魏公公張了張口,沒有回答,而皇帝看著殿門處晃動的太監的影子,突然意識到了什麽,他暴怒地喝道:“誰讓他們打掃的?滾,都給朕滾!”

咆哮的聲音傳出,門口的內侍嚇得退開,跪在地上。

連魏疾也色變跪地:“是奴婢自作主張,求皇上饒恕。”

皇後正在盯著被砸壞的琉璃地面看,冷不防也給嚇了一跳:“皇上,何必動雷霆之怒?魏公公也不過是做他的分內之事……”

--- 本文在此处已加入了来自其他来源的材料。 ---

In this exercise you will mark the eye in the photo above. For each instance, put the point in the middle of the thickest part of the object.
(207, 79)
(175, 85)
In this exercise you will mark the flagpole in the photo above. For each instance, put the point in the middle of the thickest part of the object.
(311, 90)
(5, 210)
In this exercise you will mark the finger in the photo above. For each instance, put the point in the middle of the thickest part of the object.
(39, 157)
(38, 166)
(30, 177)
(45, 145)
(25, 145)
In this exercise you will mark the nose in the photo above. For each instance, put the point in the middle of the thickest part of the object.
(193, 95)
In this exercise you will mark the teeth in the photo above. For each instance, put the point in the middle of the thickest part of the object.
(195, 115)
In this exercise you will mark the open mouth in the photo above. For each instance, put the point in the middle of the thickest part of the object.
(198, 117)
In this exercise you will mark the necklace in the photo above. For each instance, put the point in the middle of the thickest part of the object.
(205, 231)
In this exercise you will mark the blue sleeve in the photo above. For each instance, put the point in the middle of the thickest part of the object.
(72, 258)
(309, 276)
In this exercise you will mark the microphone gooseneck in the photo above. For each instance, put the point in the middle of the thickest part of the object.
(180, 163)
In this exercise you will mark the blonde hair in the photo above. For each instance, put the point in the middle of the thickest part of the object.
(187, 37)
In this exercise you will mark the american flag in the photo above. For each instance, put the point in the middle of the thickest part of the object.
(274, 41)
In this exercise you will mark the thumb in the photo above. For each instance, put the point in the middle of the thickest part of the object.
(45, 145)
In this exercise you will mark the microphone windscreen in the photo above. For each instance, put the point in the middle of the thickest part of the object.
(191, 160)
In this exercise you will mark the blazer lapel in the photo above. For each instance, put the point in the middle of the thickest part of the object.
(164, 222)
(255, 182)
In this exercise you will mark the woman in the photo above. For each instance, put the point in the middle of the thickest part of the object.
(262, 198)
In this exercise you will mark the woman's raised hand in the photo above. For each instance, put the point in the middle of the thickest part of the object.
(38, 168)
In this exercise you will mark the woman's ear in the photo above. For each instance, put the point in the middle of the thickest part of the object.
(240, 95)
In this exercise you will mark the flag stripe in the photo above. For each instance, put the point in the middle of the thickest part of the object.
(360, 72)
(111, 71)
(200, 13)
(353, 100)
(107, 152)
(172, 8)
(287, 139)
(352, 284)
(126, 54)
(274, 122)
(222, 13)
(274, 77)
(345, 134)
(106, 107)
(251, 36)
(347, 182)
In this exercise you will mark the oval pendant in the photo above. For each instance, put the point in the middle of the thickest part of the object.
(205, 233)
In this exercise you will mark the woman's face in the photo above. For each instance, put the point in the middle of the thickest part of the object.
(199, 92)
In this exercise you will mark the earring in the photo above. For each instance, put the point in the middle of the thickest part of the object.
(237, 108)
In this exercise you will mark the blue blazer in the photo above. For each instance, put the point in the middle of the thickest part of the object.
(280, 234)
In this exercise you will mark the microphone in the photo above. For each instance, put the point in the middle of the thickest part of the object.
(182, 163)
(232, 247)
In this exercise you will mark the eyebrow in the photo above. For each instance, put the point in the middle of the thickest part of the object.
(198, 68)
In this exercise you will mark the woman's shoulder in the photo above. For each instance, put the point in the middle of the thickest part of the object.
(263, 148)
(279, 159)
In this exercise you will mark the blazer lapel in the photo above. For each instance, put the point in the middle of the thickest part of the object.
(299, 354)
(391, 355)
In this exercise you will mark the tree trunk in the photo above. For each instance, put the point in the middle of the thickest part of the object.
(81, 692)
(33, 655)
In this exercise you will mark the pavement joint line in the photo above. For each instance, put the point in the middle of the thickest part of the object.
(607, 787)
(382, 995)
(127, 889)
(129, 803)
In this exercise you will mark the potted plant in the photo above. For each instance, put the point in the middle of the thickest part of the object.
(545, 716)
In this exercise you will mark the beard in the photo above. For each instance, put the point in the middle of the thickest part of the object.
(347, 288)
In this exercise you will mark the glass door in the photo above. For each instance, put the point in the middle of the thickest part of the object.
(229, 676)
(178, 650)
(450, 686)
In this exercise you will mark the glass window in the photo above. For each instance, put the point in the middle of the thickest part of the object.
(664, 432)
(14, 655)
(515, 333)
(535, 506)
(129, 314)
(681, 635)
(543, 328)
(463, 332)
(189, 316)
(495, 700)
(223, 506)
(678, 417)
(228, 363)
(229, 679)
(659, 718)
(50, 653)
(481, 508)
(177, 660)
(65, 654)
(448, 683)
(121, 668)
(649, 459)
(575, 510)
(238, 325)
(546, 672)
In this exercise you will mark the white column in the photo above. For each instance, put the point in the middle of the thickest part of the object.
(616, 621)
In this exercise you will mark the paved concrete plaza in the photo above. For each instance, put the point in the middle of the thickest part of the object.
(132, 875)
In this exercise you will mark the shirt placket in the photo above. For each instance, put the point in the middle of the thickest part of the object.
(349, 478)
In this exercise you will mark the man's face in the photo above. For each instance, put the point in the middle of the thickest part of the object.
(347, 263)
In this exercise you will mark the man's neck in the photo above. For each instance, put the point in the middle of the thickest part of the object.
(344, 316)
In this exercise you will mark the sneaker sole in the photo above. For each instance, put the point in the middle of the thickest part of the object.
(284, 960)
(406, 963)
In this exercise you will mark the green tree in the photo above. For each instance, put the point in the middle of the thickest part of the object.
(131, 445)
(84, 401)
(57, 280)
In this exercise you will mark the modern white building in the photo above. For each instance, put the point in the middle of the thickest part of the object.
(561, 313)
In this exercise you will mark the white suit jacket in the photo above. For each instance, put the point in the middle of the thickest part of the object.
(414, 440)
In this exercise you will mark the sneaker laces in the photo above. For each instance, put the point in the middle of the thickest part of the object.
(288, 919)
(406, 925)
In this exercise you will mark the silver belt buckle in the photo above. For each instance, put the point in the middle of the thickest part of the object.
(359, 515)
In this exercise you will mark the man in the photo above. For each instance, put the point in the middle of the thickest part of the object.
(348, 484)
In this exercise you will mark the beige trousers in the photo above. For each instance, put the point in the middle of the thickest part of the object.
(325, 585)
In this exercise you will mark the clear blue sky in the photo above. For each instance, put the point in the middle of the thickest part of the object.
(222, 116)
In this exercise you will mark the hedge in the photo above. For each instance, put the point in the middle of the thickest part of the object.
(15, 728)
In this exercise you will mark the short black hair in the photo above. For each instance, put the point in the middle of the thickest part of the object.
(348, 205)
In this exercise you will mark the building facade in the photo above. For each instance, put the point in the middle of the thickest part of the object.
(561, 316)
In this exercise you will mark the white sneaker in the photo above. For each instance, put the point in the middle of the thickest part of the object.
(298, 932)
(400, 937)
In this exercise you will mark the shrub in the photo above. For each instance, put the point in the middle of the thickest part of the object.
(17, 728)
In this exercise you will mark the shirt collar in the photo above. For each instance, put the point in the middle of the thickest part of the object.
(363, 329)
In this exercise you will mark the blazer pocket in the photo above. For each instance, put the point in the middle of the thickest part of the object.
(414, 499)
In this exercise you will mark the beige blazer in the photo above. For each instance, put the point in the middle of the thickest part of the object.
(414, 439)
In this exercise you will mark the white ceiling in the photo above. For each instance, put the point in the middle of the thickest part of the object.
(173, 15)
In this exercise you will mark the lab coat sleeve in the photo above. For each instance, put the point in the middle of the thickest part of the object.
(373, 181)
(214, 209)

看了眼魏疾,皇後又道:“公公,去給皇上沏些香片來。”

見魏公公退下,皇後走到桌邊上:“皇上真的傷了太子?為什麽又動了手?皇上不是常說要對太子好些的麽?”

皇帝此刻心亂之極,聽了最後一句,便道:“別說了!他也不稀罕,朕也不用給這份好意。”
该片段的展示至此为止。